Während sich Springers Zeitung Die Welt im Internet für eine Metered-Variante entschieden hat und damit bereits erste Erfolge vermelden kann, setzt bild.de auf ein Freemium-Modell. Trotz der Bezahlschranke kann bild.de so mit dem Großteil kostenloser Inhalte für eine möglichst hohe Reichweite sorgen und so auch weiterhin viel Geld mit Werbung verdienen. Die Frankfurter Allgemeine Zeitung (FAZ) werde voraussichtlich Anfang 2014 ein Bezahlmodell einführen, kündigte FAZ-Geschäftsführer Tobis M. Trevisan an.

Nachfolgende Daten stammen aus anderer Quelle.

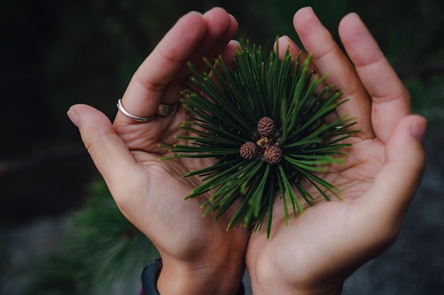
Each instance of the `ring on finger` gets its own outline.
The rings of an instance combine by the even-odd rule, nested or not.
[[[135,116],[134,115],[130,114],[125,108],[123,108],[123,105],[122,105],[122,99],[119,99],[117,101],[117,109],[121,111],[121,112],[125,115],[127,117],[132,119],[137,122],[150,122],[154,118],[154,115],[149,117],[138,117]]]

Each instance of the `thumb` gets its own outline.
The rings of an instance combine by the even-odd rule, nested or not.
[[[372,219],[377,216],[386,227],[392,227],[394,234],[423,173],[426,155],[421,141],[426,127],[426,120],[418,115],[399,121],[386,143],[385,163],[364,198]]]
[[[128,171],[134,170],[136,164],[133,155],[101,112],[89,105],[74,105],[67,115],[79,128],[92,161],[113,192],[118,188],[113,184],[126,183],[125,178],[131,178]]]

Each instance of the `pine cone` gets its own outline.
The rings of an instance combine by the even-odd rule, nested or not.
[[[239,149],[240,156],[245,160],[251,160],[257,154],[257,146],[254,142],[247,141]]]
[[[257,122],[257,132],[261,137],[268,137],[274,133],[274,121],[270,117],[264,117]]]
[[[269,164],[277,164],[282,160],[282,150],[277,146],[270,146],[264,151],[264,160]]]

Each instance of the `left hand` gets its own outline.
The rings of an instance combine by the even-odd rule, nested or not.
[[[231,40],[237,29],[237,21],[221,8],[184,16],[133,76],[122,98],[125,109],[148,117],[156,113],[160,103],[177,103],[191,75],[187,62],[208,70],[202,58],[211,60],[221,54],[229,64],[237,46]],[[146,122],[118,112],[113,125],[84,105],[72,106],[69,115],[119,209],[158,250],[163,261],[160,293],[235,293],[245,268],[247,231],[226,231],[234,211],[216,221],[211,214],[202,218],[201,205],[208,195],[184,201],[201,180],[182,175],[214,160],[159,160],[170,156],[159,144],[179,143],[174,136],[185,134],[180,128],[185,110],[179,108],[174,115],[156,115]]]
[[[356,116],[353,128],[362,132],[349,139],[345,165],[321,175],[341,190],[343,202],[326,202],[311,190],[316,204],[286,226],[278,196],[270,239],[263,232],[252,234],[247,267],[255,295],[340,294],[344,280],[399,231],[424,168],[426,121],[411,115],[407,90],[357,15],[346,16],[339,26],[353,64],[312,9],[299,10],[294,23],[313,68],[350,99],[337,115]],[[279,42],[279,48],[299,52],[288,39]]]

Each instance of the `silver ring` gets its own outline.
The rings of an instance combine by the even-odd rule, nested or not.
[[[128,112],[126,110],[123,108],[121,98],[117,101],[117,109],[120,110],[122,112],[122,114],[125,115],[128,118],[133,119],[133,120],[137,121],[137,122],[149,122],[149,121],[151,121],[152,118],[154,117],[154,115],[150,117],[138,117],[138,116],[135,116],[134,115],[130,114],[129,112]]]
[[[160,116],[171,116],[176,113],[177,110],[177,103],[172,105],[164,105],[161,103],[159,105],[159,109],[157,110],[157,115]]]

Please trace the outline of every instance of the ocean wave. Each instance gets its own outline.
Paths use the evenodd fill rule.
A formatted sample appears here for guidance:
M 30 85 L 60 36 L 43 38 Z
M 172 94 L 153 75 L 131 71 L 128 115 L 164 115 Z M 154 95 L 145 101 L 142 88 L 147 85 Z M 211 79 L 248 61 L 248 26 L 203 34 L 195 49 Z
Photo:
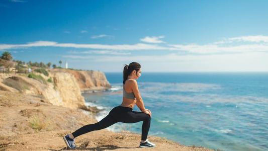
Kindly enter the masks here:
M 165 134 L 165 133 L 164 133 L 163 132 L 161 131 L 156 131 L 156 132 L 150 132 L 150 135 L 158 135 L 158 134 Z
M 221 87 L 216 84 L 193 83 L 142 83 L 142 91 L 148 93 L 159 93 L 163 92 L 200 92 L 211 90 L 221 89 Z
M 114 91 L 121 91 L 122 90 L 122 86 L 112 86 L 112 88 L 110 88 L 109 90 L 114 92 Z
M 105 107 L 102 106 L 98 105 L 95 103 L 93 103 L 90 102 L 85 102 L 85 104 L 87 106 L 89 106 L 90 107 L 96 107 L 97 109 L 100 109 L 100 110 L 103 110 L 103 109 L 105 109 Z
M 222 133 L 229 133 L 232 131 L 230 129 L 221 129 L 221 130 L 217 130 L 217 131 Z
M 168 120 L 157 120 L 157 122 L 160 123 L 169 123 L 169 121 Z
M 146 97 L 149 99 L 156 99 L 155 100 L 165 100 L 166 103 L 169 102 L 186 102 L 200 103 L 207 104 L 209 106 L 215 103 L 257 103 L 268 102 L 268 98 L 253 96 L 231 96 L 231 95 L 221 95 L 217 94 L 200 94 L 193 95 L 191 96 L 184 96 L 182 95 L 162 95 L 162 94 L 146 94 Z M 206 106 L 207 107 L 209 107 Z M 238 108 L 236 104 L 232 105 L 230 107 Z

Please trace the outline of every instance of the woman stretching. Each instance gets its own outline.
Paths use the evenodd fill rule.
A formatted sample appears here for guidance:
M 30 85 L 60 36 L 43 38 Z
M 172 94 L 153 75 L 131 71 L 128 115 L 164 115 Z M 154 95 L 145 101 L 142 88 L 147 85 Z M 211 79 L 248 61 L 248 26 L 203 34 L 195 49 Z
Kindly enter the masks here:
M 155 144 L 147 139 L 152 113 L 144 107 L 136 81 L 140 77 L 141 73 L 141 65 L 139 63 L 133 62 L 129 65 L 125 66 L 123 71 L 123 102 L 121 104 L 114 107 L 106 117 L 99 122 L 83 126 L 63 137 L 64 141 L 69 147 L 75 148 L 74 138 L 86 133 L 108 127 L 118 122 L 133 123 L 139 121 L 143 121 L 140 147 L 155 146 Z M 137 105 L 141 112 L 132 111 L 135 104 Z

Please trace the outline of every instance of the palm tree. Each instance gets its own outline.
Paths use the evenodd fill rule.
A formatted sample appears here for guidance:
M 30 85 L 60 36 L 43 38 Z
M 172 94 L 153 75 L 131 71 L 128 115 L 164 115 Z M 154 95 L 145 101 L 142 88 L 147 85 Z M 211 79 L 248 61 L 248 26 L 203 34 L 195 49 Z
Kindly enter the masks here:
M 11 53 L 8 51 L 5 51 L 2 53 L 2 56 L 1 57 L 2 59 L 6 60 L 11 60 L 12 59 L 12 55 Z
M 62 61 L 61 61 L 61 60 L 59 60 L 59 63 L 60 65 L 60 67 L 61 67 L 61 63 L 62 63 Z
M 48 67 L 48 68 L 50 68 L 50 66 L 51 65 L 51 62 L 49 62 L 47 63 L 47 65 Z

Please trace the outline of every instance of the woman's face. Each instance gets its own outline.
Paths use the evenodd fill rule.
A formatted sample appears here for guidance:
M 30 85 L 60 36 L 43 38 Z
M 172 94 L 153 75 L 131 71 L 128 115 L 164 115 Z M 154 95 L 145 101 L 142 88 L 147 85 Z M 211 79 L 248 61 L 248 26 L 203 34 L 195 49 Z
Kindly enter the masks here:
M 141 68 L 140 68 L 140 69 L 136 72 L 136 70 L 134 70 L 134 75 L 135 76 L 135 77 L 136 78 L 135 79 L 137 79 L 139 78 L 140 78 L 140 76 L 141 76 Z

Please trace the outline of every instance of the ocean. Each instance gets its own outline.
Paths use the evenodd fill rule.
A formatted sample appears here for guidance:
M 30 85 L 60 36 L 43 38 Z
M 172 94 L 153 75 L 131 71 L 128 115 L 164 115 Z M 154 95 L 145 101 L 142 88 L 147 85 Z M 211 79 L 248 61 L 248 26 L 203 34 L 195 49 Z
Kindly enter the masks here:
M 99 121 L 122 100 L 122 73 L 105 74 L 111 89 L 82 94 L 87 105 L 104 109 Z M 137 81 L 152 113 L 149 136 L 222 150 L 268 150 L 268 72 L 142 72 Z M 141 133 L 142 123 L 108 129 Z

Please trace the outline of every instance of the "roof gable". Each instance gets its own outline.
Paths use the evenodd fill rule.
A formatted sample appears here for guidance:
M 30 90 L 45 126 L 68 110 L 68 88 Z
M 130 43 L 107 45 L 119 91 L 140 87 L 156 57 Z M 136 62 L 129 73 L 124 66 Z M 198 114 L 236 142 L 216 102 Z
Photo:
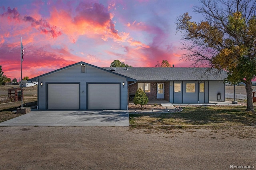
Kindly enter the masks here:
M 91 67 L 94 67 L 94 68 L 97 68 L 97 69 L 100 69 L 103 70 L 103 71 L 106 71 L 106 72 L 108 72 L 108 73 L 110 73 L 112 74 L 114 74 L 115 75 L 118 75 L 119 76 L 121 76 L 121 77 L 122 77 L 126 78 L 126 79 L 127 79 L 127 81 L 136 81 L 136 80 L 134 80 L 134 79 L 133 79 L 132 78 L 131 78 L 130 77 L 128 77 L 126 76 L 125 75 L 121 75 L 121 74 L 119 74 L 119 73 L 117 73 L 113 72 L 111 71 L 110 71 L 109 70 L 106 70 L 106 69 L 104 69 L 103 68 L 99 67 L 96 66 L 95 65 L 92 65 L 91 64 L 89 64 L 88 63 L 85 63 L 85 62 L 83 62 L 83 61 L 80 61 L 80 62 L 79 62 L 78 63 L 75 63 L 74 64 L 72 64 L 71 65 L 68 65 L 67 66 L 61 68 L 60 69 L 56 69 L 56 70 L 54 70 L 53 71 L 50 72 L 49 73 L 46 73 L 45 74 L 42 74 L 42 75 L 39 75 L 38 76 L 32 78 L 32 79 L 29 79 L 29 81 L 37 81 L 37 79 L 39 79 L 40 78 L 42 77 L 43 77 L 46 76 L 47 76 L 47 75 L 49 75 L 50 74 L 52 74 L 53 73 L 61 71 L 62 70 L 68 69 L 68 68 L 70 68 L 70 67 L 73 67 L 73 66 L 76 66 L 76 65 L 82 65 L 82 64 L 84 64 L 85 65 L 88 65 L 89 66 L 91 66 Z

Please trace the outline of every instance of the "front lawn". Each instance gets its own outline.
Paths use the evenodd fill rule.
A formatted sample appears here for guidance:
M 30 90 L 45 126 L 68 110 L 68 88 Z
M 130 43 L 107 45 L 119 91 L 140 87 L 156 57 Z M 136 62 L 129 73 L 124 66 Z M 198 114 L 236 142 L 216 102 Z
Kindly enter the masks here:
M 130 125 L 256 126 L 256 113 L 245 106 L 185 107 L 169 113 L 130 114 Z

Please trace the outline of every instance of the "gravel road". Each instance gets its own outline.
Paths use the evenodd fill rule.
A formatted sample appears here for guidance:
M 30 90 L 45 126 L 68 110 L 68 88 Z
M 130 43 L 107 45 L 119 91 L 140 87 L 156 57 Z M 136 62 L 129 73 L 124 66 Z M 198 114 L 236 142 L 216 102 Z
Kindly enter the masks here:
M 256 128 L 1 127 L 0 169 L 256 168 Z

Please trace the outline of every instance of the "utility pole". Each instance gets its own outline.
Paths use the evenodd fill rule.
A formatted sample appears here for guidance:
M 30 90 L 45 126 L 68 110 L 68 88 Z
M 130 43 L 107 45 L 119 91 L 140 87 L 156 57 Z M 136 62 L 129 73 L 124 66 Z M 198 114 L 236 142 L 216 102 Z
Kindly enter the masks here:
M 237 101 L 236 101 L 236 85 L 234 85 L 234 101 L 232 101 L 232 103 L 237 104 Z

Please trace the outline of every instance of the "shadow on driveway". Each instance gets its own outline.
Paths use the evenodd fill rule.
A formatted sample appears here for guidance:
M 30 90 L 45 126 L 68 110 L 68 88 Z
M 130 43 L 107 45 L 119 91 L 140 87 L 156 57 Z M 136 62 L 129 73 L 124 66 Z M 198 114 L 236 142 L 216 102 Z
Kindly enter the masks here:
M 124 110 L 38 111 L 2 122 L 0 126 L 129 126 Z

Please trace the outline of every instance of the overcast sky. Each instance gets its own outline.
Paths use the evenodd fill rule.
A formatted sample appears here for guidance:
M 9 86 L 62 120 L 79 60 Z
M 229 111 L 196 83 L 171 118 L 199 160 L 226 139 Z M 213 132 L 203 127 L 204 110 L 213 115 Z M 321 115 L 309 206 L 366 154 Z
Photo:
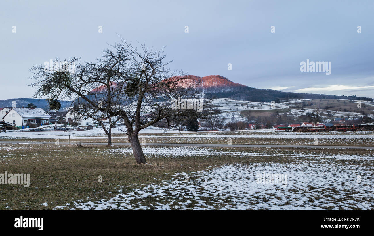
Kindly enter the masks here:
M 373 97 L 373 3 L 1 0 L 0 99 L 31 97 L 33 65 L 56 57 L 94 60 L 120 40 L 117 34 L 133 43 L 166 47 L 171 68 L 189 74 L 220 75 L 261 88 Z M 331 62 L 331 74 L 301 72 L 307 59 Z

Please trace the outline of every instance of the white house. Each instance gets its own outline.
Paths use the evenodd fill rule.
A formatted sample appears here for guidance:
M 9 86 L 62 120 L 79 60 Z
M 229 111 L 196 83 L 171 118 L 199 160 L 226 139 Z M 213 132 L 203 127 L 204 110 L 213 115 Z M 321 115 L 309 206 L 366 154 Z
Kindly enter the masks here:
M 0 116 L 1 117 L 5 115 L 5 114 L 8 113 L 9 110 L 12 109 L 12 108 L 2 107 L 0 108 Z
M 3 110 L 4 109 L 0 112 Z M 17 126 L 33 125 L 39 126 L 48 124 L 51 117 L 42 108 L 12 108 L 6 114 L 3 114 L 2 112 L 1 113 L 2 120 L 14 124 Z
M 98 112 L 94 115 L 94 117 L 97 119 L 101 119 L 103 122 L 108 122 L 108 118 L 104 117 L 104 114 L 101 111 Z M 78 120 L 74 120 L 77 119 Z M 94 125 L 98 123 L 95 119 L 83 116 L 77 118 L 74 117 L 71 110 L 68 112 L 65 115 L 65 121 L 70 125 L 72 125 L 73 122 L 76 122 L 78 123 L 78 126 L 83 127 L 87 127 L 88 125 Z
M 313 127 L 313 123 L 310 122 L 303 122 L 300 126 L 301 127 Z

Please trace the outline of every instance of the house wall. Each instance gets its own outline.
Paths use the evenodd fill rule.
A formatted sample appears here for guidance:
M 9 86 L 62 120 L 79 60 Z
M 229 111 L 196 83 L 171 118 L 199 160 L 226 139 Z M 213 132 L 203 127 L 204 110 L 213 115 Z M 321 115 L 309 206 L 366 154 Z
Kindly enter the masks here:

Einigkeit herrscht in der Branche vor allem in einem Punkt: Bezahlschranken machen nur dann Sinn, wenn der Kunde einen Mehrwert dafür erhält und die jeweiligen Inhalte nicht anderswo im World Wide Web gratis erhalten kann. Die Exklusivität des Contents ist also Grundvoraussetzung für den Erfolg von Paid Content. Noch befindet sich die Branche im Experimentierstatus, aber die Perspektiven stimmen die meisten Verleger zumindest optimistisch. Medienanalyst Ken Doctor brachte beim Publishing-Gipfel ein weiteres Geschäftsmodell ins Spiel. Nach dem Konzept "All Access" müssten Zeitungshäuser ihren Lesern Inhalte anbieten, die uneingeschränkt über alle Kanäle und Endgeräte genutzt werden dürfen.